The period of time after having a baby is often incredibly difficult on the person who had the baby. Not only is there a whole baby to take care of every minute of the day, but you are also recovering from a pretty major medical event that can have long-term effects on your physical and mental health.
New parents should have the support of the people around them, but a Redditor posting under the name u/throwaway1368989 is getting undermined by her husband instead and he’s even tricked her into feeling bad about being angry.
“AITA for making my (32F) children (4 and 6 M) cry after they called me Ms. Piggy?” she asked.

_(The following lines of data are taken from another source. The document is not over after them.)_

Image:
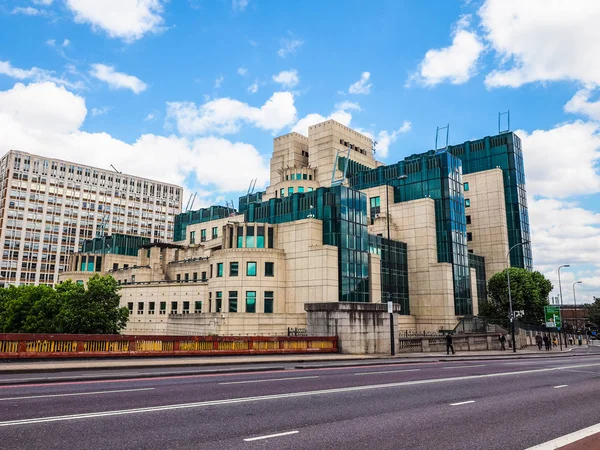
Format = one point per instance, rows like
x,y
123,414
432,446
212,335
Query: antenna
x,y
507,114
447,128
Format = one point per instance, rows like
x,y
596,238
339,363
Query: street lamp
x,y
561,304
575,304
511,313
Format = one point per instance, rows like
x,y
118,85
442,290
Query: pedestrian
x,y
538,341
449,345
502,340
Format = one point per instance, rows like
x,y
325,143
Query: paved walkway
x,y
200,361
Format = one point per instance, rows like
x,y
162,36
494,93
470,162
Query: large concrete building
x,y
334,225
49,207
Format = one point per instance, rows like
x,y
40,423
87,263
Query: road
x,y
486,404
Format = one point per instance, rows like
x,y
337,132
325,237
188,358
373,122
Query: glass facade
x,y
503,151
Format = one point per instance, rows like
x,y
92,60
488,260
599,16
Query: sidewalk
x,y
23,366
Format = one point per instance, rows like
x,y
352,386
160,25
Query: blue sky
x,y
193,91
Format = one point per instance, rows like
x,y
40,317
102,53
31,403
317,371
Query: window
x,y
268,308
269,269
219,299
232,301
251,301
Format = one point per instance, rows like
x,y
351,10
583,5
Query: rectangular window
x,y
268,308
232,301
251,301
219,299
269,269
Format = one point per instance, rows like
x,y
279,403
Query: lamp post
x,y
511,312
561,304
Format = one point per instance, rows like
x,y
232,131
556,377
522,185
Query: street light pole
x,y
511,313
561,304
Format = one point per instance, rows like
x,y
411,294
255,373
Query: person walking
x,y
449,345
538,341
502,340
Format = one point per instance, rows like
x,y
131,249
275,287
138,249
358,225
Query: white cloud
x,y
362,86
45,119
540,40
100,111
35,74
562,161
123,19
455,64
287,78
117,80
253,88
289,46
226,115
239,5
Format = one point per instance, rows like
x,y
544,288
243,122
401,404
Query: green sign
x,y
552,314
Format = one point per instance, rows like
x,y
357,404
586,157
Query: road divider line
x,y
76,393
387,371
567,439
462,403
269,436
278,396
268,380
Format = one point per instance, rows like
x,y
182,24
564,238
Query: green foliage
x,y
529,292
68,308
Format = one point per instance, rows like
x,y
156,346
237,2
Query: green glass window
x,y
269,269
268,306
251,301
232,301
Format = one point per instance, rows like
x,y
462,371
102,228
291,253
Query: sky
x,y
194,91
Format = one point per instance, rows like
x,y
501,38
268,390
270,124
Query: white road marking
x,y
76,393
278,396
463,367
387,371
268,436
462,403
567,439
267,380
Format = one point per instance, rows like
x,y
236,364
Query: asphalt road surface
x,y
485,404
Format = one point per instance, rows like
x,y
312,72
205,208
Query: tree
x,y
529,292
68,308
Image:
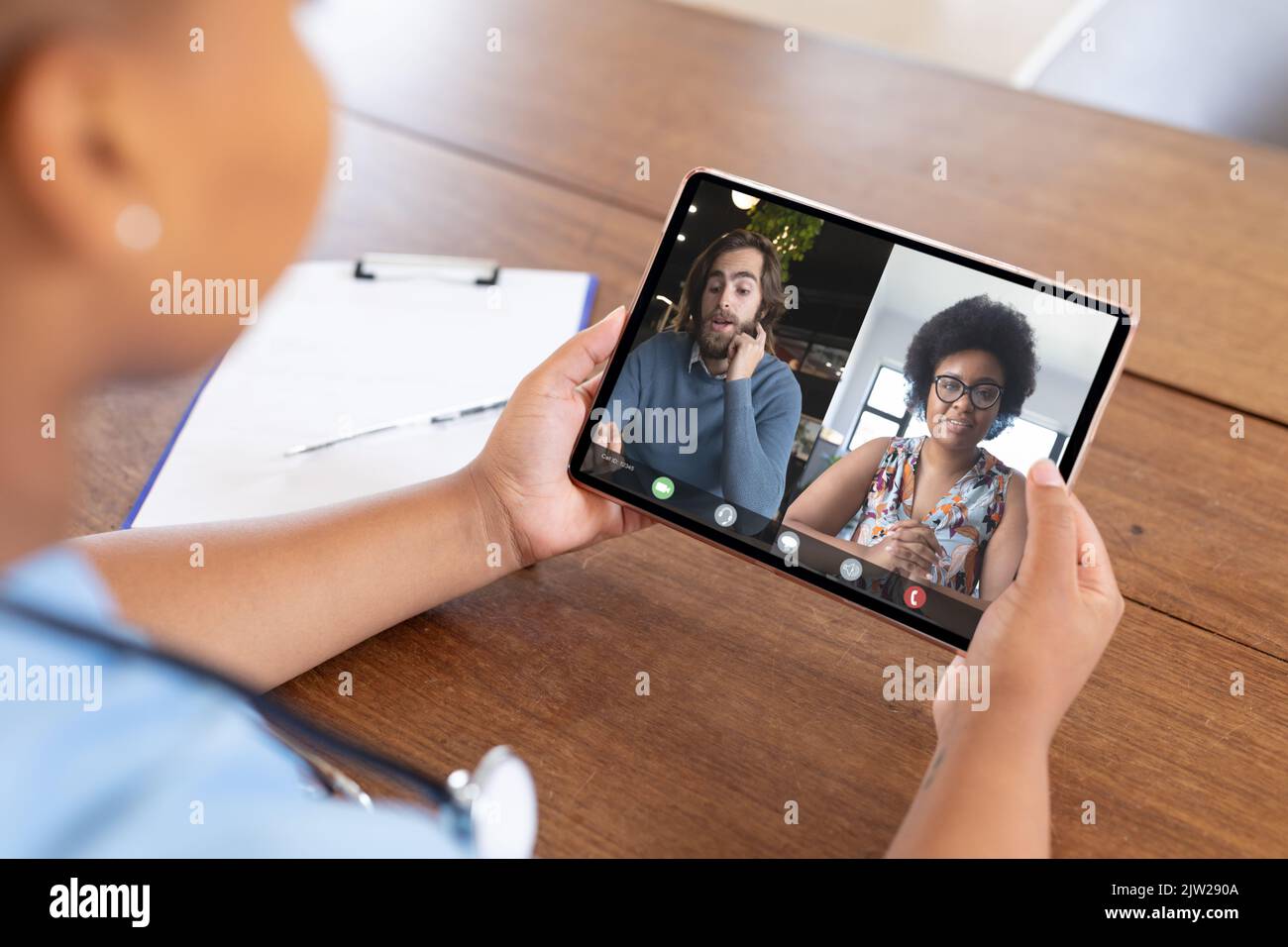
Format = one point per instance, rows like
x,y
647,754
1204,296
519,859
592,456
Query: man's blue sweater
x,y
745,428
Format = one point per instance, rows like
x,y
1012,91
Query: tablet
x,y
848,403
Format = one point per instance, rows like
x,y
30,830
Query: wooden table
x,y
529,155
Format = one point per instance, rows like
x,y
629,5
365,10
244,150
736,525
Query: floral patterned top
x,y
964,519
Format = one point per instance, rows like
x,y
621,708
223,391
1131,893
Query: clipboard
x,y
342,346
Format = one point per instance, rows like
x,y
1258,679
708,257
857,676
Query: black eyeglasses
x,y
983,395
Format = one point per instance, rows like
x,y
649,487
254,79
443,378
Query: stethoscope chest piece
x,y
500,799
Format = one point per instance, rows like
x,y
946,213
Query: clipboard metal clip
x,y
473,269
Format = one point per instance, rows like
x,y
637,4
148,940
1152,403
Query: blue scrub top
x,y
165,764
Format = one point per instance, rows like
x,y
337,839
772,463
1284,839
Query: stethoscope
x,y
492,810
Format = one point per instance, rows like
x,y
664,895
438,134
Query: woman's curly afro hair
x,y
983,324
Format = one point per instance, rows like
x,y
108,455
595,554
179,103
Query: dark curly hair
x,y
982,324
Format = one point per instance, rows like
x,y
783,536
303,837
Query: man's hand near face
x,y
745,354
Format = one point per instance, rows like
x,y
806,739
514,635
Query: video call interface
x,y
861,410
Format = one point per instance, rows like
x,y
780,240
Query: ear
x,y
69,151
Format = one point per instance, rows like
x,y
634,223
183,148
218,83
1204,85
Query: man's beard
x,y
712,344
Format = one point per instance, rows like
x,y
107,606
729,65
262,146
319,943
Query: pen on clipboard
x,y
445,416
473,269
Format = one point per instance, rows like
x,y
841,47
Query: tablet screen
x,y
846,402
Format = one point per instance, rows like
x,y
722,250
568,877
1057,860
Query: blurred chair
x,y
1215,65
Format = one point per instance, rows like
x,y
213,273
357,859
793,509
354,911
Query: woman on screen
x,y
940,508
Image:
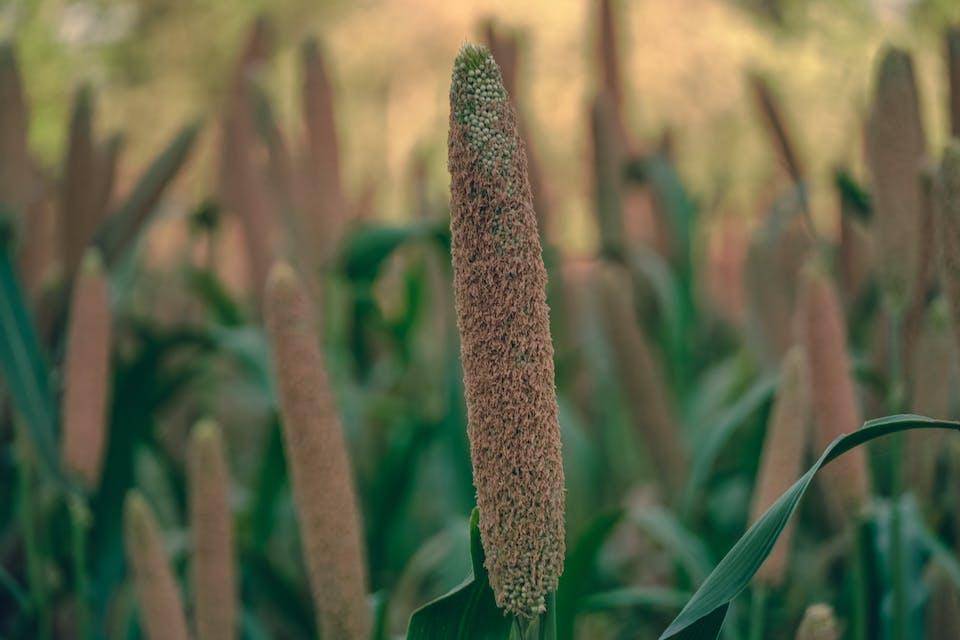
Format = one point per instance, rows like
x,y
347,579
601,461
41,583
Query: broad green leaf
x,y
686,548
653,598
579,568
717,436
703,616
365,250
24,366
469,612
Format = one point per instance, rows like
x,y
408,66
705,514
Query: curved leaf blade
x,y
703,615
469,612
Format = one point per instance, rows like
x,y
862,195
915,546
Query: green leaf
x,y
24,366
469,612
119,231
717,436
579,569
650,598
703,616
664,529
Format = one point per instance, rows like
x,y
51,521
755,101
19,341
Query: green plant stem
x,y
757,611
898,576
38,596
79,523
897,400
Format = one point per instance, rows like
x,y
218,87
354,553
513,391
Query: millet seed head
x,y
502,315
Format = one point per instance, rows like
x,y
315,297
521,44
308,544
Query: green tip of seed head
x,y
477,103
473,56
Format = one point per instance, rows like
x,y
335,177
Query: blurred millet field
x,y
491,320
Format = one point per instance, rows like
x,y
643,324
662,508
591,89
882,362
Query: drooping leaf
x,y
652,598
469,612
703,616
579,569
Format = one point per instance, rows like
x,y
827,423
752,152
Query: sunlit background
x,y
157,64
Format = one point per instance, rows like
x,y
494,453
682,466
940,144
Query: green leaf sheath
x,y
704,614
24,367
468,612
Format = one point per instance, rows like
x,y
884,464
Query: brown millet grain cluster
x,y
948,222
896,153
319,463
500,286
211,523
833,396
161,611
784,447
87,373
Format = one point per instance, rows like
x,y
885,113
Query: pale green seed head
x,y
478,101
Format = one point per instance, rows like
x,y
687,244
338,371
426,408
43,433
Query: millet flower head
x,y
500,285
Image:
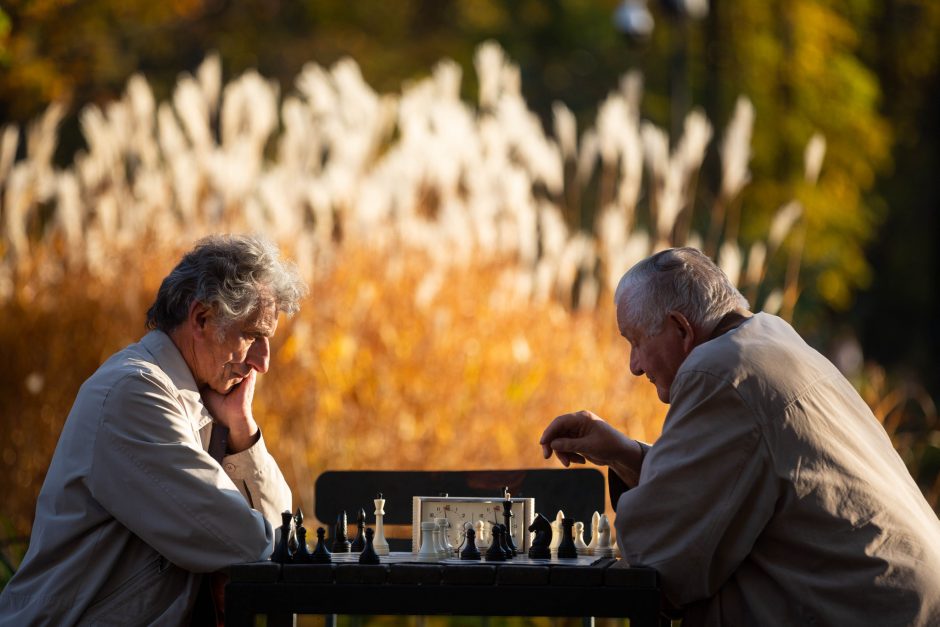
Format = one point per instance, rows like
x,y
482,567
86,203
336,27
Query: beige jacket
x,y
133,508
774,496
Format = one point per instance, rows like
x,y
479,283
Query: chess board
x,y
407,557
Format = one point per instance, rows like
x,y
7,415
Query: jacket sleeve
x,y
707,489
150,472
259,479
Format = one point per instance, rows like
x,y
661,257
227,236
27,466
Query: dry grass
x,y
452,313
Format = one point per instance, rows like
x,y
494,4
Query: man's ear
x,y
199,316
684,329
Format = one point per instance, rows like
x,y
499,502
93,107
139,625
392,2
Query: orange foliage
x,y
377,371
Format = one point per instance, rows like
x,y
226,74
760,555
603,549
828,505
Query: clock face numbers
x,y
459,511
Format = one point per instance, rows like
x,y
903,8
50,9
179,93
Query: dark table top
x,y
585,586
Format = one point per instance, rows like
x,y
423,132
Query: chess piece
x,y
281,553
470,551
603,548
579,538
507,521
566,548
447,549
340,542
321,555
293,543
502,542
543,538
368,555
595,519
302,554
556,531
483,539
495,552
380,543
428,552
360,542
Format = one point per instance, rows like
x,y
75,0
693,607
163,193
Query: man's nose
x,y
635,368
259,355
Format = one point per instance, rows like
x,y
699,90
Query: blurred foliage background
x,y
420,347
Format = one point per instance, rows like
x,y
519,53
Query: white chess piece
x,y
579,538
428,552
595,520
379,542
603,548
556,531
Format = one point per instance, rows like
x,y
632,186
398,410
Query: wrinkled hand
x,y
582,436
233,410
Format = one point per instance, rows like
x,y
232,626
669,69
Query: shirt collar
x,y
171,362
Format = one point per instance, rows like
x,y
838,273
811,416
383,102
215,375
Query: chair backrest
x,y
579,492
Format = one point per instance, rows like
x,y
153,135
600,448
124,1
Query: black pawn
x,y
567,549
507,517
470,550
368,555
495,552
293,544
502,543
281,553
359,544
340,541
543,538
302,554
321,555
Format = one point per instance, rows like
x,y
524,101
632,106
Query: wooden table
x,y
585,587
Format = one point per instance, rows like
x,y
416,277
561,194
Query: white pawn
x,y
556,531
579,538
379,542
595,520
428,552
603,548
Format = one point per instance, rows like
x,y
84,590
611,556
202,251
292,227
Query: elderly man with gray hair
x,y
773,496
161,473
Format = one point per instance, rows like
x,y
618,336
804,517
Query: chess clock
x,y
461,509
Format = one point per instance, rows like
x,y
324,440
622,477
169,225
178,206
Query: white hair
x,y
676,279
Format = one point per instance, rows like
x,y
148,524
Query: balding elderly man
x,y
161,473
773,496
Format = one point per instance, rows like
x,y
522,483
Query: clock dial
x,y
460,510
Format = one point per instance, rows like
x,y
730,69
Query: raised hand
x,y
583,436
233,410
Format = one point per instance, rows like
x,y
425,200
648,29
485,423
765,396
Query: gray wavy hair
x,y
234,274
677,279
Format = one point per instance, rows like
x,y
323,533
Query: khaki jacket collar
x,y
168,357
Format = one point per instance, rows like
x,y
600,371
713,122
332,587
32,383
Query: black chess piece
x,y
281,553
542,529
293,543
507,518
470,550
567,549
302,554
502,542
360,542
321,555
368,555
495,552
341,543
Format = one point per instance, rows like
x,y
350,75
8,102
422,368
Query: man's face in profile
x,y
227,354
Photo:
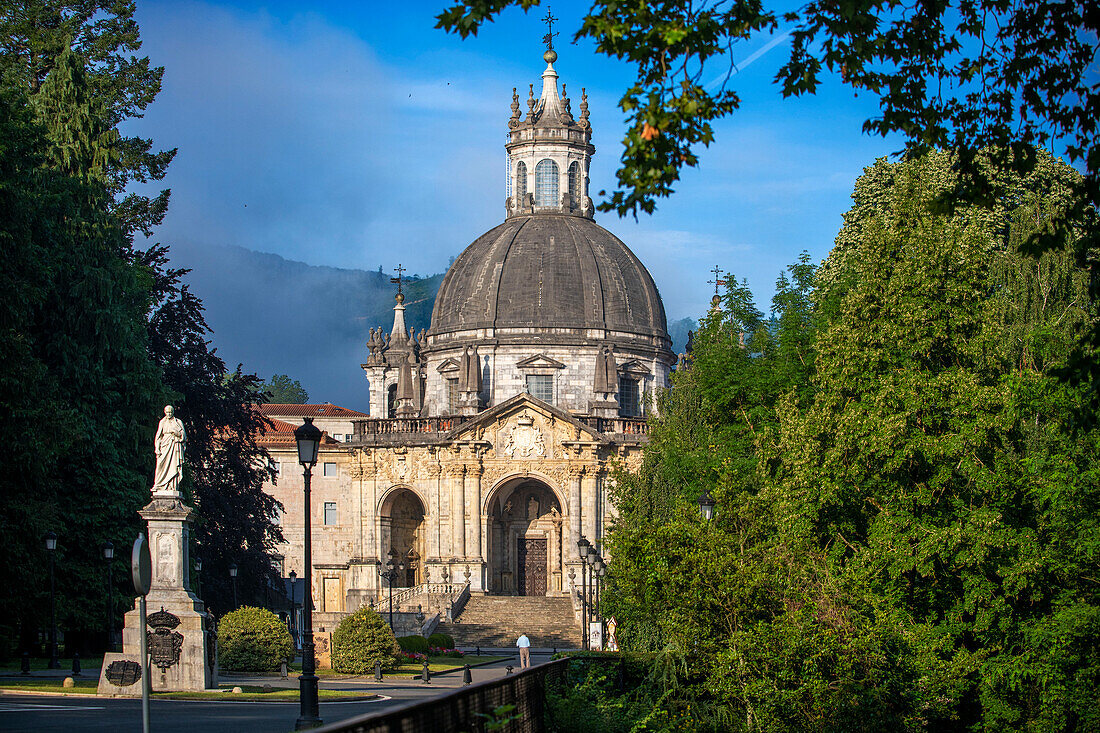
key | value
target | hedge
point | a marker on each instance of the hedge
(252, 639)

The OP says she gave birth in October and says it’s been hard to lose the “baby weight” because she’s experiencing postpartum depression:
I get next to no sleep attending to my children and most mornings, I can barely get out of bed, much less drive to the gym. It’s been a dark few months for me. I’ve told these things to my partner “Dave” (43 M) and though he said he understood, I don’t think he really does.
Though never explicitly stating it, he makes jokes and comments that imply I’m lazy and that he’s no longer attracted to me.
She says about a week ago, she opened up to him about not being able to lose weight and he responded by saying he would “push her” because he “loves” her.
She says he’s taken a Biggest Loser approach, by which she means her husband is verbally abusing her. He started calling her “Ms. Piggy” and told all her friends, family, and their kids to join in:
I hate this nickname, but he says it’s supposed to motivate me to lose weight. I think he really believes it’s going to help me, but I feel really undermined while parenting because of this nickname.
The other night, my family was eating and my children started oinking at me, and out of frustration, I started yelling at my husband. We have a rule not to yell in front of the kids, but we’re almost always in front of the kids during quarantine and I feel so dismissed.
The kids started crying and Dave says I’m to blame. Reddit, AITA?
The issue here is definitely not the OP losing her temper in front of the kids one time. It’s her husband thinking this is an appropriate or helpful way to support a woman who recently gave birth who is struggling with depression. Dragging his own kids into it is a horrendous thing to do.
But it doesn’t seem like the OP really gets that, because she feels so guilty. Commenter after commenter tried to tell her that this wasn’t her fault, and her husband isn’t helping—he’s abusing.
Maybe these comments will be the intervention this mom needs to lose the dead weight—the man she’s married to.